Second, CMS's Wasteful and Inappropriate Service Reduction (WISeR) model will require Original Medicare beneficiaries in six states (Washington, New Jersey, Oklahoma, Ohio, Texas, and Arizona) to obtain prior authorization for certain services beginning January 1, 2026, running through December 21, 2031. Prior authorization has historically been a Medicare Advantage dynamic. Extending it into Original Medicare represents a fundamental change in how fee-for-service claims will be processed in those markets. Providers operating in those states who have not built PA workflows for their Original Medicare volume are not prepared for what begins in January.
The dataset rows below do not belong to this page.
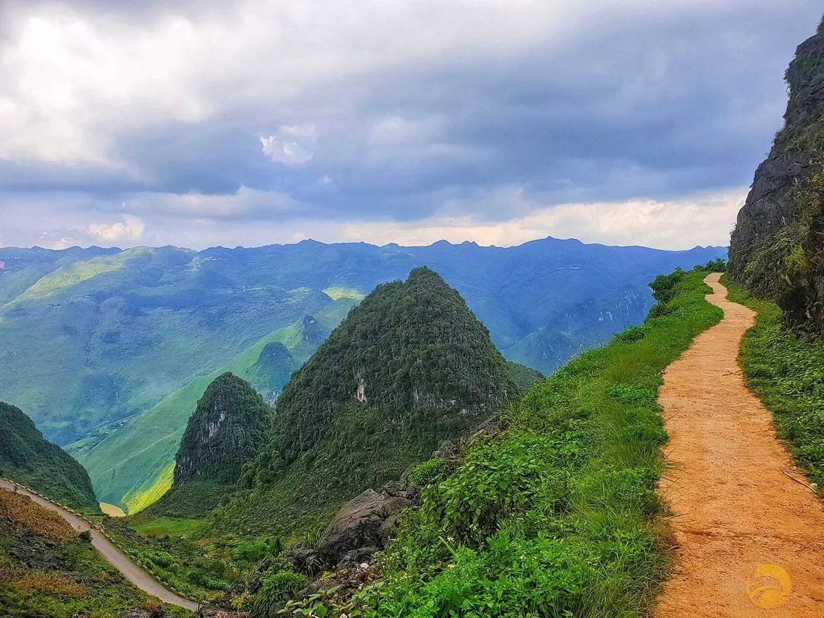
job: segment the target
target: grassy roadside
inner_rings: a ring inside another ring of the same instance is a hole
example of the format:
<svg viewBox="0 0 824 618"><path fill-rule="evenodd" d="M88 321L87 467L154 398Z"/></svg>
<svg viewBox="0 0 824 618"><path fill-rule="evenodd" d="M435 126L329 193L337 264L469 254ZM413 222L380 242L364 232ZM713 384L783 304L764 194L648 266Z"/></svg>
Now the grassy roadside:
<svg viewBox="0 0 824 618"><path fill-rule="evenodd" d="M471 441L455 462L415 468L423 505L379 557L381 583L335 609L644 615L667 566L658 389L663 369L721 319L704 298L705 276L659 278L659 303L642 325L534 385L500 433Z"/></svg>
<svg viewBox="0 0 824 618"><path fill-rule="evenodd" d="M772 413L776 433L824 496L824 341L784 325L781 309L725 281L731 301L756 311L742 342L747 386Z"/></svg>
<svg viewBox="0 0 824 618"><path fill-rule="evenodd" d="M184 618L126 581L57 513L0 490L0 616L110 618L127 610Z"/></svg>

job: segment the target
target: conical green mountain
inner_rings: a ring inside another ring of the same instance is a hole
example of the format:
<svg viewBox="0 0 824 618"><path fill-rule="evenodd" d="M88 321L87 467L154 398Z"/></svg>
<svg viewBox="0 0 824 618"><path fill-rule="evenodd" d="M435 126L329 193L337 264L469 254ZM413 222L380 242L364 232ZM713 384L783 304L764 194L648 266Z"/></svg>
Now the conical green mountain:
<svg viewBox="0 0 824 618"><path fill-rule="evenodd" d="M517 388L489 331L426 268L379 285L278 400L273 439L244 472L252 488L216 513L249 529L318 521L466 435Z"/></svg>
<svg viewBox="0 0 824 618"><path fill-rule="evenodd" d="M76 508L98 509L86 468L43 438L22 410L0 402L0 476Z"/></svg>
<svg viewBox="0 0 824 618"><path fill-rule="evenodd" d="M271 403L280 396L283 385L297 368L289 349L279 341L270 341L246 372L246 380Z"/></svg>
<svg viewBox="0 0 824 618"><path fill-rule="evenodd" d="M232 373L218 377L198 401L177 450L171 489L152 513L199 515L236 482L269 433L272 409Z"/></svg>

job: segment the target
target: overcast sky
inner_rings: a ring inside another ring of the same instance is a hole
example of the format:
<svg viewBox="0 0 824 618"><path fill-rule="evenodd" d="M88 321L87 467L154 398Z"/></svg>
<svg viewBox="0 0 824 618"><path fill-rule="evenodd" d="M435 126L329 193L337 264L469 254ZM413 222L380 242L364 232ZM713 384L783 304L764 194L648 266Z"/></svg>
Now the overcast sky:
<svg viewBox="0 0 824 618"><path fill-rule="evenodd" d="M0 0L0 246L725 245L820 0Z"/></svg>

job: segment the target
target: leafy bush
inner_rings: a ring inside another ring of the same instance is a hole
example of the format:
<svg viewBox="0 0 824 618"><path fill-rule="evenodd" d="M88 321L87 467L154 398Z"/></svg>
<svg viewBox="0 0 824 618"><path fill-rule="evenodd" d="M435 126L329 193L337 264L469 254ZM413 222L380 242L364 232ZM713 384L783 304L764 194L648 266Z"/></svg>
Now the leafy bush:
<svg viewBox="0 0 824 618"><path fill-rule="evenodd" d="M266 575L260 590L255 595L252 618L266 618L269 612L283 605L306 585L307 578L293 571L282 570Z"/></svg>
What Leaders Should Do Before This Gets More Expensive
Andrew Hancock, Partner and Payer/Provider Financial Solutions Leader at Guidehouse, framed the strategic priority clearly: "Our findings reinforce the need for health system leaders to invest in payer strategy and contract management to find common ground with health plans and reduce friction that slows reimbursement."
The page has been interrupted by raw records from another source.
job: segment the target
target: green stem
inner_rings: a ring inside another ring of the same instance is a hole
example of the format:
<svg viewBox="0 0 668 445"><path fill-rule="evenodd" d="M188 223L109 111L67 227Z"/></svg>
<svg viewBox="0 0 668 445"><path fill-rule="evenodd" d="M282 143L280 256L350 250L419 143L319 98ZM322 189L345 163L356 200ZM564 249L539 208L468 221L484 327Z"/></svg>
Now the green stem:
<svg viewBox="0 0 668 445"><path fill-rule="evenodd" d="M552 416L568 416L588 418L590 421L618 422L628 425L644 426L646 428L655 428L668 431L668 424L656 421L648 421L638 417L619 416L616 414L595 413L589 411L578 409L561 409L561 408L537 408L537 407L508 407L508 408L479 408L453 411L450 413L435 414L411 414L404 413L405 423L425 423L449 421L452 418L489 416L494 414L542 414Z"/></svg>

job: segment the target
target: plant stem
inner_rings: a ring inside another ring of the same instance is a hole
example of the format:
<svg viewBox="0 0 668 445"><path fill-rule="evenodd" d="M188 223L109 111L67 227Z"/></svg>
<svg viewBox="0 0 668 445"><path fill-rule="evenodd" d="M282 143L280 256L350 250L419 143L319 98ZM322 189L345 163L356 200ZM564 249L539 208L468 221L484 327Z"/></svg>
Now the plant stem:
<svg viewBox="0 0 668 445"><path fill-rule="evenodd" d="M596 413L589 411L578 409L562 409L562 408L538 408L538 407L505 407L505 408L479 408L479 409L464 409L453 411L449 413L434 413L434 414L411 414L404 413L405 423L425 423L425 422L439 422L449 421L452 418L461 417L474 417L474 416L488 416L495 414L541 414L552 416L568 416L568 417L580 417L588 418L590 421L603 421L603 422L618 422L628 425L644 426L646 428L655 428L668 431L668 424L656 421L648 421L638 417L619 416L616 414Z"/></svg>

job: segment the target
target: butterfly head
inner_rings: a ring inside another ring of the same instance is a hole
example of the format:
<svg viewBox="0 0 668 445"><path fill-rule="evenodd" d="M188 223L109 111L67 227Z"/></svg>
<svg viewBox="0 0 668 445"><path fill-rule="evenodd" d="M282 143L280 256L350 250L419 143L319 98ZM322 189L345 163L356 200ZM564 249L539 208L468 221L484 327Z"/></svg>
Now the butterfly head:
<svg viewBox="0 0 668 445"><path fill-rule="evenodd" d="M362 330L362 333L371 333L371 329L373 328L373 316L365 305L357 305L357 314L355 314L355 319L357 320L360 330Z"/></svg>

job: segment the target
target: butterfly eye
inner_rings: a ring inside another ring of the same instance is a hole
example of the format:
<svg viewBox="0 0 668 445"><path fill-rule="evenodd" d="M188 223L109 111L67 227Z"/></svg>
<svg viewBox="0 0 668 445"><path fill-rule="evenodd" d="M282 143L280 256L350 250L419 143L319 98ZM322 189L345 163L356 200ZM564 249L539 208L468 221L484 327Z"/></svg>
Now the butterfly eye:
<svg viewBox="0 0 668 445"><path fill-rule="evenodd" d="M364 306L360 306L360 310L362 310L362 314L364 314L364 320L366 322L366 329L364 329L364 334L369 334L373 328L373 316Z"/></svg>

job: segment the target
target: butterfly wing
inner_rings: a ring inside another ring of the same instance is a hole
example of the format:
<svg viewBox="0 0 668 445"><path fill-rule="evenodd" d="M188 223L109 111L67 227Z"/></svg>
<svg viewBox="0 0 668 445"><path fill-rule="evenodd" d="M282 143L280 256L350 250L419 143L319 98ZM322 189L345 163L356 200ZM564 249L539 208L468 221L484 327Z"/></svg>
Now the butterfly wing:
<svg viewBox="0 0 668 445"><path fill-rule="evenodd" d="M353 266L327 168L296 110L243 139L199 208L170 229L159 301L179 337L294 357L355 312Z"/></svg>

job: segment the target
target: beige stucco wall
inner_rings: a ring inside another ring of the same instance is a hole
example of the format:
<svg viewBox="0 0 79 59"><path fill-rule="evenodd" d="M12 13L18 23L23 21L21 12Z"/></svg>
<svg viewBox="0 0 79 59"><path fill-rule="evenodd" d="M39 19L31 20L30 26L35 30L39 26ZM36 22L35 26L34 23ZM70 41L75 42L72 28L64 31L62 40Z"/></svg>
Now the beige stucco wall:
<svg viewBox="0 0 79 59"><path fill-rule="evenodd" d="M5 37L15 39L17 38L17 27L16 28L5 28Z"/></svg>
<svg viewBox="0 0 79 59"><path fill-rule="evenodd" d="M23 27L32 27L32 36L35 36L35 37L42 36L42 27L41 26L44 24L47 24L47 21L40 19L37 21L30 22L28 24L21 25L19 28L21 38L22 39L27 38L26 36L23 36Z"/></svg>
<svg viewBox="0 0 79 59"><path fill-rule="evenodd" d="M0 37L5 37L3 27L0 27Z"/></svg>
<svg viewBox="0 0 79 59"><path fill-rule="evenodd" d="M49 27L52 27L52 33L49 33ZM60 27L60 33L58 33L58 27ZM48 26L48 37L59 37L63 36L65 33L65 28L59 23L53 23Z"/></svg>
That guidance translates into concrete operational moves:
Map your denial concentration by payer and service line before year-end. If you don't know which payers are generating what share of your denial volume on which CPT codes, you're allocating appeals resources without a targeting strategy. The suspension of MA transparency reporting means you'll need to build this picture from your own claims data, payers are no longer required to hand you the benchmark.
Build PA workflows for Original Medicare in WISeR pilot states immediately. If your organization operates in Washington, New Jersey, Oklahoma, Ohio, Texas, or Arizona, the prior authorization processes your team uses for MA plans need to be adapted and tested for Original Medicare volume before January 1, 2026. The WISeR model runs for six performance years.
Audit clinical documentation against payer-specific medical necessity criteria. The gap between what a physician documents and what a payer's criteria require is where preventable denials are born. This isn't a coding audit, it's a clinical documentation alignment exercise. For surgical specialties and procedural practices where fee-for-service revenue is the primary income source, the ROI on this work is direct.
Use contract renegotiation cycles to push for denial rate transparency that CMS no longer mandates. Because CMS suspended the PA reporting requirements for MA plans, providers can pursue contractual disclosure requirements directly. Payers willing to negotiate those terms signal something meaningful about their denial practices. Payers who resist signal something equally meaningful.
Segment your appeals staff by denial type, not by payer. Authorization denials, medical necessity denials, and coding denials require different remediation paths. Teams organized by payer tend to develop muscle memory for escalation rather than prevention. Teams organized by denial type develop expertise in root cause building financial leverage.
Bottom Line
CMS is expanding prior authorization into Original Medicare while simultaneously withdrawing the transparency tools that would have helped providers identify and challenge payer denial patterns. The financial environment leaves no room for a reactive appeals operation as the primary defense. The organizations that come out of this period with stable net collection rates will be the ones that treated denial prevention as a strategic function rather than an administrative one.